Bazı önemli tespitler
“Deccal bir transhumanist olacaktır. İnanışlarına göre, insan (human) denilen varlık geri bir varlıktır ve teknolojinin ulaştığı yeni durumun imkanları ile insan; kendi eli ile bu geri varlığı evrimleştirmelidir. İskelet yapısı, iç organları, bazı uzuvları daha iyisi ile değiştirilebilir. Onlara göre “modifiye” edilebilir. Bunun için kullandıkları tabir “Human Enhancement”; yani insan bedeninin sınırlarının aşılmasıdır.”
“Ray Kurzweil -çok enteresandır- transhumanizm tabirini kullanmaz ve bu kavrama taraftar değildir. Singularity kavramının kullanılması gerektiğine inanır ve bunun gayretini gösterir. Kurzweil’e göre “transhuman”tabiri hatalı bir mantıktan kaynaklanır. İnsan (human) zaten devamlı sınırları aşan varlığı ifade eder.
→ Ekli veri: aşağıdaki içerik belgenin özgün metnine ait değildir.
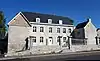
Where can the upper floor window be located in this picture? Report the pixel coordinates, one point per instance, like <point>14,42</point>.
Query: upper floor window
<point>41,29</point>
<point>64,39</point>
<point>41,39</point>
<point>34,28</point>
<point>60,21</point>
<point>33,38</point>
<point>38,20</point>
<point>69,30</point>
<point>49,21</point>
<point>50,29</point>
<point>58,30</point>
<point>64,30</point>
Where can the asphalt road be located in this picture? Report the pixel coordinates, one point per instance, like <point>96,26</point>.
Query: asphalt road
<point>63,57</point>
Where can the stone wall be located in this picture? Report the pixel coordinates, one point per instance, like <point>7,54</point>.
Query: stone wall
<point>16,38</point>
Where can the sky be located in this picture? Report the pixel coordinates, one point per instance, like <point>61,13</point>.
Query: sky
<point>77,10</point>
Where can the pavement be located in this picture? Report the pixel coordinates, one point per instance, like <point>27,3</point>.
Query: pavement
<point>53,56</point>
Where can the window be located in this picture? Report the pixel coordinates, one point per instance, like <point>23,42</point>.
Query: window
<point>50,29</point>
<point>64,39</point>
<point>64,30</point>
<point>34,28</point>
<point>41,39</point>
<point>58,30</point>
<point>41,29</point>
<point>37,20</point>
<point>33,38</point>
<point>69,30</point>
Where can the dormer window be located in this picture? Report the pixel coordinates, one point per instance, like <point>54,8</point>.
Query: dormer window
<point>38,20</point>
<point>49,21</point>
<point>60,21</point>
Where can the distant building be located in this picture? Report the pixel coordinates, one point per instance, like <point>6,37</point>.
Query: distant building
<point>36,29</point>
<point>84,33</point>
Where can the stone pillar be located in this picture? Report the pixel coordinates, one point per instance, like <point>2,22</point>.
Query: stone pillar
<point>97,40</point>
<point>69,42</point>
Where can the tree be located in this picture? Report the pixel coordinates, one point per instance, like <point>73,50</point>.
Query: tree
<point>2,25</point>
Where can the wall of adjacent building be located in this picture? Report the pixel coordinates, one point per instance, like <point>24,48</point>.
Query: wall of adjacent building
<point>90,33</point>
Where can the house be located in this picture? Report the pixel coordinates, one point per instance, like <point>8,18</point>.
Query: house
<point>84,33</point>
<point>29,29</point>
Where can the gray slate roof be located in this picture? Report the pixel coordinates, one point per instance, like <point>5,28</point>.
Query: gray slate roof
<point>31,16</point>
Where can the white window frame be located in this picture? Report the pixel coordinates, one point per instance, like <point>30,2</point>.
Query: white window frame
<point>50,21</point>
<point>41,29</point>
<point>34,28</point>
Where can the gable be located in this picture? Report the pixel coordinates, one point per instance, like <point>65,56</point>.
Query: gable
<point>18,20</point>
<point>31,16</point>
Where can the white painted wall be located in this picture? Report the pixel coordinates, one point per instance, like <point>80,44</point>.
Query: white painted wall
<point>90,33</point>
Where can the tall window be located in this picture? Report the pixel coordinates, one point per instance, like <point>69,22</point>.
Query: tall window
<point>33,38</point>
<point>64,39</point>
<point>41,29</point>
<point>64,30</point>
<point>69,30</point>
<point>34,28</point>
<point>41,39</point>
<point>58,30</point>
<point>50,29</point>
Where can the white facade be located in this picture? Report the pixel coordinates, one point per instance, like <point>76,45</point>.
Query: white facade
<point>20,29</point>
<point>90,33</point>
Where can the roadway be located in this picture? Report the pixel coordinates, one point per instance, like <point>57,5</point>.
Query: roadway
<point>59,57</point>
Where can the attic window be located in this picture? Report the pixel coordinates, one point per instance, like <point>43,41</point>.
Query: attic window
<point>60,21</point>
<point>38,20</point>
<point>49,21</point>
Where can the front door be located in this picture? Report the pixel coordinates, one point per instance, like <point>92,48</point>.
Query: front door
<point>59,40</point>
<point>50,41</point>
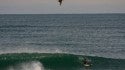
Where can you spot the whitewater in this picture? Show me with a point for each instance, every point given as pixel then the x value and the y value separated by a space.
pixel 62 41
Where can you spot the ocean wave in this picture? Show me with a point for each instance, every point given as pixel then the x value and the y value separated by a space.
pixel 58 60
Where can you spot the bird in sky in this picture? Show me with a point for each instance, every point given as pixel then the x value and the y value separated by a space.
pixel 60 2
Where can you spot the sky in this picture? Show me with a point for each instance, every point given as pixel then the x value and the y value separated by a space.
pixel 67 7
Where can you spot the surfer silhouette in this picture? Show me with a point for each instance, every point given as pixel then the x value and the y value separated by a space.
pixel 60 2
pixel 87 62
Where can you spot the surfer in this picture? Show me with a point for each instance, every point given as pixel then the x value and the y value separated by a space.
pixel 87 62
pixel 60 1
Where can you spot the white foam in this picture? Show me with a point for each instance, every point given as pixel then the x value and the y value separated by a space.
pixel 33 65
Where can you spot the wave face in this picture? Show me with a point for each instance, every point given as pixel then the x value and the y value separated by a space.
pixel 100 35
pixel 41 61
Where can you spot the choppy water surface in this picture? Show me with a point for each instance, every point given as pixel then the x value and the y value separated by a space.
pixel 101 35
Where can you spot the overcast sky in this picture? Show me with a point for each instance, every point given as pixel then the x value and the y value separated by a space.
pixel 68 6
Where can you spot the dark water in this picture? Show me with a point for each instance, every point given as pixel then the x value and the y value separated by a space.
pixel 96 35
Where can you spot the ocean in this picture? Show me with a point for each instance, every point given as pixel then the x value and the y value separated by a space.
pixel 62 41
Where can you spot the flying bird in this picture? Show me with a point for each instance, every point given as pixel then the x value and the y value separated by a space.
pixel 60 2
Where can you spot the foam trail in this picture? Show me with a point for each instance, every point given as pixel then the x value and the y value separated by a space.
pixel 33 65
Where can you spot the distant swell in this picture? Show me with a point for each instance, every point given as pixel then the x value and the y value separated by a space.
pixel 58 60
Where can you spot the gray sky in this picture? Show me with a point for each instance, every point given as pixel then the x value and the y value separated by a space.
pixel 68 6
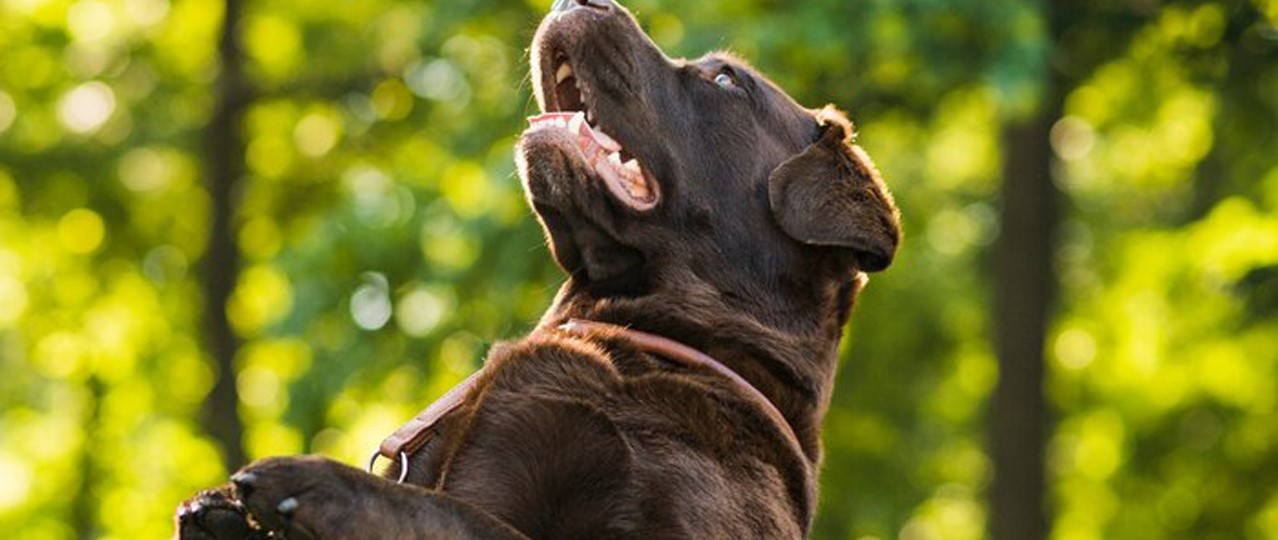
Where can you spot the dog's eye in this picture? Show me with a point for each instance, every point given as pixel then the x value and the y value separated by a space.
pixel 725 79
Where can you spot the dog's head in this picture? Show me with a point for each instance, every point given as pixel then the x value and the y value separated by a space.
pixel 642 164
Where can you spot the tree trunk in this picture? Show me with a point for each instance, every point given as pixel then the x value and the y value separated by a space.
pixel 1024 290
pixel 224 166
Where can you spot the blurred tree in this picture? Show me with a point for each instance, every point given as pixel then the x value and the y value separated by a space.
pixel 224 166
pixel 384 244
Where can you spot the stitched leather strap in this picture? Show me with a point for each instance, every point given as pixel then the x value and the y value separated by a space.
pixel 421 429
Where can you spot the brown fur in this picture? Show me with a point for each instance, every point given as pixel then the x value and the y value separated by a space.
pixel 768 216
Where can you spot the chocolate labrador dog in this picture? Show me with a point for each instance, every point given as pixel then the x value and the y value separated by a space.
pixel 716 235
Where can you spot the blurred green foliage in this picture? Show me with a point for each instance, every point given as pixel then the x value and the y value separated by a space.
pixel 386 244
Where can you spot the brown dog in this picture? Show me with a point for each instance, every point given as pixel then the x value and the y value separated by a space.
pixel 688 199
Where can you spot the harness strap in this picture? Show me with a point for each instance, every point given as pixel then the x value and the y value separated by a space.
pixel 419 430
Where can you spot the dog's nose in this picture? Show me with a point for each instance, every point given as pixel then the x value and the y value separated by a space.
pixel 568 5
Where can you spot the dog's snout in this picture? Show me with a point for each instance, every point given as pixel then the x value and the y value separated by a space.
pixel 568 5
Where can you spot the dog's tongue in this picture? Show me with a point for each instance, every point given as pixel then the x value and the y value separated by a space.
pixel 624 179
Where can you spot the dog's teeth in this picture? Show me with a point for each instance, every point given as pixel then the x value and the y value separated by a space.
pixel 606 142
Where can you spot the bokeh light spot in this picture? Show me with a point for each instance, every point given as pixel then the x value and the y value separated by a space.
pixel 90 21
pixel 13 300
pixel 81 231
pixel 371 303
pixel 8 111
pixel 1075 349
pixel 86 107
pixel 1072 138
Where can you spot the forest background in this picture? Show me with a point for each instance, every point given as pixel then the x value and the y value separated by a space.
pixel 234 229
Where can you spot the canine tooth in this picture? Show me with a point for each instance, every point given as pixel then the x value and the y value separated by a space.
pixel 606 142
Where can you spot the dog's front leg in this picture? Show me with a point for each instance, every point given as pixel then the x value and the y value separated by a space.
pixel 317 498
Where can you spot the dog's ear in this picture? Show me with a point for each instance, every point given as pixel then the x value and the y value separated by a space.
pixel 831 194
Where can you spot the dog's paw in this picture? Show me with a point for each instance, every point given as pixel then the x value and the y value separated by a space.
pixel 306 497
pixel 215 515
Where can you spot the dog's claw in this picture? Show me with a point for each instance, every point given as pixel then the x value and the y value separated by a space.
pixel 288 506
pixel 244 483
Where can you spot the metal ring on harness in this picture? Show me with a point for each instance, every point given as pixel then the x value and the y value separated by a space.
pixel 372 461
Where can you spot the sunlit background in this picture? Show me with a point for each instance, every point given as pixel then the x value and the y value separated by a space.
pixel 384 245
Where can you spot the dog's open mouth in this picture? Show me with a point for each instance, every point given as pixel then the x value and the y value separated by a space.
pixel 569 110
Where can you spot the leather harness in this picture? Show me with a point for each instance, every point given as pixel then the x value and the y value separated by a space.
pixel 409 438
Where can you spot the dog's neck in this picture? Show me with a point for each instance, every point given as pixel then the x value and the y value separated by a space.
pixel 789 356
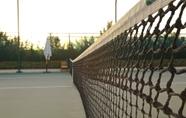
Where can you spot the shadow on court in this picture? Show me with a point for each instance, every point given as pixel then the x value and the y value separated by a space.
pixel 39 95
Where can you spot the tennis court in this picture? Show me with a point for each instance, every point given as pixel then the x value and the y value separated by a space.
pixel 39 95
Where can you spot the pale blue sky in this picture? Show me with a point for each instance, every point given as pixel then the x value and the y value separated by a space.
pixel 44 16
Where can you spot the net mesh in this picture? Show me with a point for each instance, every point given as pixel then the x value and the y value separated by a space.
pixel 133 74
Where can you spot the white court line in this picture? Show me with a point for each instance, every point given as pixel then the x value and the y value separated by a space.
pixel 33 87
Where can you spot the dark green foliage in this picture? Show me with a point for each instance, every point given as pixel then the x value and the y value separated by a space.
pixel 9 49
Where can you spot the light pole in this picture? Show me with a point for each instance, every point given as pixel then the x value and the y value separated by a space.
pixel 18 37
pixel 115 11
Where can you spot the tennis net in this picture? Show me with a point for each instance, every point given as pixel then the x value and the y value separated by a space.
pixel 130 71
Yani avamca konuşacak olursak, tek hücrelilerden insana kadar, evrim aşamasının her bir bölümünde, bir üst seviyeye geçebilen, o insanlık özüdür. Sanki, insan “sınırları aşabilen varlık” demektir.“Enhancement” yani… Singularity ise insan olarak tanımladığımız varlığın bir sonraki safhasına geçişidir. Kurzweil o tabiri kullanmasa da, açıklayıcı olduğu için transhumanistlerden ödünç alırsak, “posthuman” (insan sonrası) safhasına geçiştir.”
“Kurzweil kendi iddialarında çok tutarlı. Kendi içinde net bir senaryosu var. Zahir, batın, evvel ve ahir dörtlüsü ile senaryosunu ya da felsefesini çerçevelemiş.”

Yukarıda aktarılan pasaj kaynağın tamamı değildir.